In a declaration, Henry averred that he did not believe that Harvey was pursuing him because the patrol car’s emergency lights and siren were not activated.

An Alameda Superior Court judge, whose name is not provided in the county’s online records, denied the request in December 2019. Before trial, the parties agreed to have the court resolve the issue of whether a “perceived pursuit” occurred within the meaning of §17004.7(b)(1).

In March 2024, Alameda Superior Court Judge Jenna M. Whitman conducted the bench trial and ruled that the city was immune from liability, finding that a preponderance of the evidence supported the view that Henry believed he was being “pursued” under the ordinary meaning of the word when the collision occurred.

After noting that the section does not define the term, she opined that it was “more reasonable” to apply the common understanding of “pursuit” as including “nonemergency, routine situations, including where a peace officer has no intent to take the actual or suspected violator of the law into custody.”

Yesterday’s opinion, joined in by Justice Monique Langhorne Wilson and Justice Charles A. Smiley, reverses the ensuing judgment in favor of the city.

Same Definition

Pointing out that the municipality did not dispute “that an individual policy’s definition…governs…whether there was an actual pursuit,” Humes said “the City claims the trial court correctly determined that a different definition…applies to whether suspects believed they were being ‘pursued’ under section 17004.7(b)(1).”

Rejecting this assertion, he opined:

“The trial court here gave two reasons for declining to rely on the Policy’s definition of ‘pursuit’ to determine what a suspect must believe.
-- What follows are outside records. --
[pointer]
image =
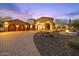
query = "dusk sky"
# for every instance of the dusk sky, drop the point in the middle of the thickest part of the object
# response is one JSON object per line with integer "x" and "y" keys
{"x": 36, "y": 10}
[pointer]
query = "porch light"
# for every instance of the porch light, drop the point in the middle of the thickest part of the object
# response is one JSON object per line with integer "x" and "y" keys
{"x": 25, "y": 25}
{"x": 48, "y": 22}
{"x": 31, "y": 26}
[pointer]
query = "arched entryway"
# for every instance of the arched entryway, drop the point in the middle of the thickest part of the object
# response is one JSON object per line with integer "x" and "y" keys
{"x": 21, "y": 27}
{"x": 12, "y": 27}
{"x": 47, "y": 26}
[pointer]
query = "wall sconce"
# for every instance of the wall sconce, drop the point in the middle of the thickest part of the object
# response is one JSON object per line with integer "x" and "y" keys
{"x": 17, "y": 25}
{"x": 25, "y": 25}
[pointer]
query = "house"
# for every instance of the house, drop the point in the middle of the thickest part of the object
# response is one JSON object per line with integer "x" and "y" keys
{"x": 32, "y": 23}
{"x": 45, "y": 23}
{"x": 16, "y": 25}
{"x": 40, "y": 24}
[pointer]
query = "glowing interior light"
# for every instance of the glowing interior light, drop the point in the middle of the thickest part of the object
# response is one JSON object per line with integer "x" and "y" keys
{"x": 6, "y": 24}
{"x": 48, "y": 22}
{"x": 30, "y": 26}
{"x": 25, "y": 25}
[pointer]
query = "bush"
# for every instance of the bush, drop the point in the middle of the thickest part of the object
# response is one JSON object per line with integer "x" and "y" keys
{"x": 73, "y": 44}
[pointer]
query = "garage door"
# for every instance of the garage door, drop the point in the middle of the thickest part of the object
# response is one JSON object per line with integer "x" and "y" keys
{"x": 12, "y": 27}
{"x": 21, "y": 27}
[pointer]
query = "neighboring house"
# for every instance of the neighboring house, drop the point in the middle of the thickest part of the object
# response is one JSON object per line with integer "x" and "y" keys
{"x": 16, "y": 25}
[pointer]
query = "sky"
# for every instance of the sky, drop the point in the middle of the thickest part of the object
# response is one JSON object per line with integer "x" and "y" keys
{"x": 35, "y": 10}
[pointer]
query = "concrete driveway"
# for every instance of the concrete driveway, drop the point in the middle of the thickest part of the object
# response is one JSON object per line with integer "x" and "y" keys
{"x": 18, "y": 43}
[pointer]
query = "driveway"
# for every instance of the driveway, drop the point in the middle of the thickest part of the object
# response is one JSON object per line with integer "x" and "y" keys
{"x": 18, "y": 43}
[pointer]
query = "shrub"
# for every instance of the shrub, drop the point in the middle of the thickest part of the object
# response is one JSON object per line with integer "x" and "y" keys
{"x": 73, "y": 44}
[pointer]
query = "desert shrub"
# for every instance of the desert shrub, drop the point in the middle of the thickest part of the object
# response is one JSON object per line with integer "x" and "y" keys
{"x": 73, "y": 44}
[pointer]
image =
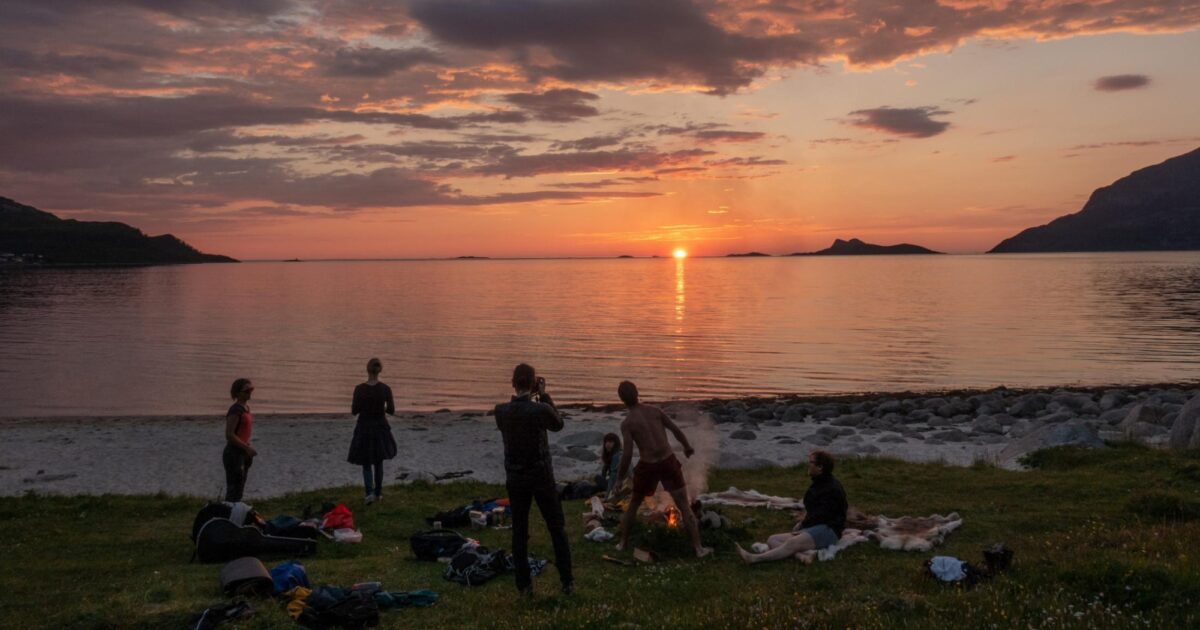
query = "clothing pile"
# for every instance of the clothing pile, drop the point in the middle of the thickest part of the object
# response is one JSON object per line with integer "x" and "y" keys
{"x": 324, "y": 606}
{"x": 474, "y": 564}
{"x": 492, "y": 511}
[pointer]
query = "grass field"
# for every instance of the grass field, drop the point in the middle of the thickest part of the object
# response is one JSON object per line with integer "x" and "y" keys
{"x": 1102, "y": 539}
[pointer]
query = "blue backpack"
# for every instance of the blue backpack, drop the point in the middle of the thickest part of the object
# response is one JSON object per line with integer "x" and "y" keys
{"x": 288, "y": 576}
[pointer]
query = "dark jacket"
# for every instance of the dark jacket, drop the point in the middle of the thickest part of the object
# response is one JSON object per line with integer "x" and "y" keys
{"x": 825, "y": 503}
{"x": 523, "y": 425}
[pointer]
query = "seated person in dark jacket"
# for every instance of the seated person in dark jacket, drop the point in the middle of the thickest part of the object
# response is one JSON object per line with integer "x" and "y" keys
{"x": 529, "y": 473}
{"x": 825, "y": 516}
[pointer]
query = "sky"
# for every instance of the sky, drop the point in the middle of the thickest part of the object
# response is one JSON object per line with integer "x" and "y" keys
{"x": 335, "y": 129}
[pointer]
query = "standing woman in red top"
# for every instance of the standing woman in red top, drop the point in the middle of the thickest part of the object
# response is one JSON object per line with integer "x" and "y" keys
{"x": 239, "y": 454}
{"x": 372, "y": 441}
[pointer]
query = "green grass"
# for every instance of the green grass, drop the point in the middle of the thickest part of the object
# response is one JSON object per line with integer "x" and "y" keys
{"x": 1102, "y": 539}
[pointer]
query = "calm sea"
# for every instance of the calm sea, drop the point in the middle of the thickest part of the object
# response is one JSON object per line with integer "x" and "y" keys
{"x": 169, "y": 340}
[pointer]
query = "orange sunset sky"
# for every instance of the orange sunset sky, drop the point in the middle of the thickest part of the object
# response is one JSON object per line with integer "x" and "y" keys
{"x": 277, "y": 129}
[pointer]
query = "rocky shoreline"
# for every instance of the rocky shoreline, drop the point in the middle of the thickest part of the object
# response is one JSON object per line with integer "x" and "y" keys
{"x": 180, "y": 455}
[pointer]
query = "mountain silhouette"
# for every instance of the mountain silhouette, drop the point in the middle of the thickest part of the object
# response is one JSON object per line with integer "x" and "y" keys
{"x": 1155, "y": 208}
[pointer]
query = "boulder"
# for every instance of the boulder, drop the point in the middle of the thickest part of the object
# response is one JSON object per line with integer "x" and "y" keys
{"x": 1141, "y": 431}
{"x": 850, "y": 420}
{"x": 1143, "y": 412}
{"x": 796, "y": 413}
{"x": 834, "y": 431}
{"x": 954, "y": 407}
{"x": 952, "y": 435}
{"x": 1029, "y": 405}
{"x": 987, "y": 424}
{"x": 1186, "y": 430}
{"x": 1113, "y": 399}
{"x": 1049, "y": 436}
{"x": 583, "y": 438}
{"x": 889, "y": 406}
{"x": 762, "y": 413}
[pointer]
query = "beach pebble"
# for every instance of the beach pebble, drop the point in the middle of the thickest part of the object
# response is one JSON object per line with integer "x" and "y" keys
{"x": 1047, "y": 437}
{"x": 834, "y": 431}
{"x": 850, "y": 420}
{"x": 952, "y": 435}
{"x": 1186, "y": 430}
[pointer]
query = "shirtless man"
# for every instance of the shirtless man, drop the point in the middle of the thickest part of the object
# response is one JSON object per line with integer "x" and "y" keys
{"x": 647, "y": 427}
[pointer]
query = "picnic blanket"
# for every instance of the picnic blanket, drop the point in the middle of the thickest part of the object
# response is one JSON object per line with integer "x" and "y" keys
{"x": 903, "y": 533}
{"x": 750, "y": 498}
The first reason was that the inquiry is subjective and members of the public are generally unaware of local pursuit policies. The second reason was the court’s view that ‘it would be odd’ if ‘pursued’ under section 17004.7 was defined at a local level, especially since individual pursuit policies could vary. We find neither of these reasons to be persuasive.”
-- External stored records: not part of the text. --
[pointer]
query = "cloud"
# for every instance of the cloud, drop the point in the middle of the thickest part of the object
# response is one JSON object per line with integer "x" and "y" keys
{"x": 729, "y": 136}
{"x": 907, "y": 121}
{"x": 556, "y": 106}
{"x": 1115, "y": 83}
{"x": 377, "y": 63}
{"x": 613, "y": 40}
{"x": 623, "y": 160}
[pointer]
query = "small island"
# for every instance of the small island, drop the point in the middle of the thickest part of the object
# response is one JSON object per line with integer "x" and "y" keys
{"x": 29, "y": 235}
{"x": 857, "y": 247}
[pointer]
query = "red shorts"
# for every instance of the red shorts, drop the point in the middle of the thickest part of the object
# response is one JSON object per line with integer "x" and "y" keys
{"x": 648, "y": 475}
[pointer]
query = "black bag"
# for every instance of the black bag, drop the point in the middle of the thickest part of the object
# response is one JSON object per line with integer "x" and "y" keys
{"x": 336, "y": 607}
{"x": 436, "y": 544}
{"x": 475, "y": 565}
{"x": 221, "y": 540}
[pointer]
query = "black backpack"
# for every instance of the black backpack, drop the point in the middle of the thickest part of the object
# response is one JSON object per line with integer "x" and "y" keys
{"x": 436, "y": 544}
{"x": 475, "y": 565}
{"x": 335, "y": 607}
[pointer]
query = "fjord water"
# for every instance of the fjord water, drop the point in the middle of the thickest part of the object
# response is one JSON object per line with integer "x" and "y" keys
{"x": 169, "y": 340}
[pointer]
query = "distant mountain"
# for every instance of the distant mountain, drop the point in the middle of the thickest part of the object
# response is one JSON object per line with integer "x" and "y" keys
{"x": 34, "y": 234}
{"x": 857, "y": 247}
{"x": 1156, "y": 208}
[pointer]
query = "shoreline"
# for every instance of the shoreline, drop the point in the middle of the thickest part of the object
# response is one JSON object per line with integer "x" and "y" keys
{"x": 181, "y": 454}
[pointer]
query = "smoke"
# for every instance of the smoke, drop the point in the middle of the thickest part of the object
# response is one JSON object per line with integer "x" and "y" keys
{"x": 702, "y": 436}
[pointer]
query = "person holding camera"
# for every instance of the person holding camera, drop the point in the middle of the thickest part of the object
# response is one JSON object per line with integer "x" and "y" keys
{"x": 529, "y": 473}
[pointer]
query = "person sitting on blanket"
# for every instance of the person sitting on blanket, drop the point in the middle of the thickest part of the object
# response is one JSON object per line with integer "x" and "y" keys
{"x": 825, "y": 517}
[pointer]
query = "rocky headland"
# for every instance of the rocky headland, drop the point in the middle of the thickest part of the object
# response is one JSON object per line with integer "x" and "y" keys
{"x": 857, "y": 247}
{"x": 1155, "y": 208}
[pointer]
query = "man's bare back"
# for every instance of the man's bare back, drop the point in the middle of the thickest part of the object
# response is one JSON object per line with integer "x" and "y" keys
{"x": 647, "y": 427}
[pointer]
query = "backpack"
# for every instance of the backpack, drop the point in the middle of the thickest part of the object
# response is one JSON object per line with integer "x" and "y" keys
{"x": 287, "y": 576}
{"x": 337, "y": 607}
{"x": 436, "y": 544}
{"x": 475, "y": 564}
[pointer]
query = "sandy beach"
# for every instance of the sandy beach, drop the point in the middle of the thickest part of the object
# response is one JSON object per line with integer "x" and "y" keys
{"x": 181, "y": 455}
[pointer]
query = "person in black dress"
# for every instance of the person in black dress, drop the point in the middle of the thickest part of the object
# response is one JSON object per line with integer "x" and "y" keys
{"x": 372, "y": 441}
Noting that Pleasanton’s policy defines “pursuit” to require that a police officer be “attempting to apprehend a suspect” and that the party be “attempting to avoid arrest,” as well as generally mandating the use of emergency lights and a siren, Humes found that the trial court’s “misinterpret[ion]” was prejudicial. He remarked:

“Applying the ordinary meaning of pursuit,…the court found it irrelevant that Henry testified he did not believe Officer Harvey was trying to arrest him. Since that testimony, if accepted, would establish Henry did not believe he was being ‘pursued’ under section 17004.7(b)(1), the matter must be remanded for the court to use the appropriate standard to decide whether the City is entitled to immunity.”

The jurist added:

“[W]e emphasize that section 17004.7 immunizes public entities from suit in relatively narrow circumstances if they have adopted and implemented a vehicular pursuit policy. Thus, even if a public entity is not entitled to statutory immunity because an actual or perceived pursuit did not occur, it hardly follows that the entity will be found liable for damages resulting from a collision in which a peace officer might have played a role. Here, the City may ultimately prevail on other grounds, and we hold only that section 17004.7 does not apply merely because Henry believed Officer Harvey was following him for some type of investigative purpose.”

In a footnote, Humes commented:

“Since Gilliland does not raise the issue, we need not decide whether [Whitman] had the authority to overrule the first judge’s conclusion that section 17004.7 did not apply…, given that no new evidence on this point was presented at the bench trial.”

The case is Gilliland v. City of Pleasanton, 2025 S.O.S. 3306.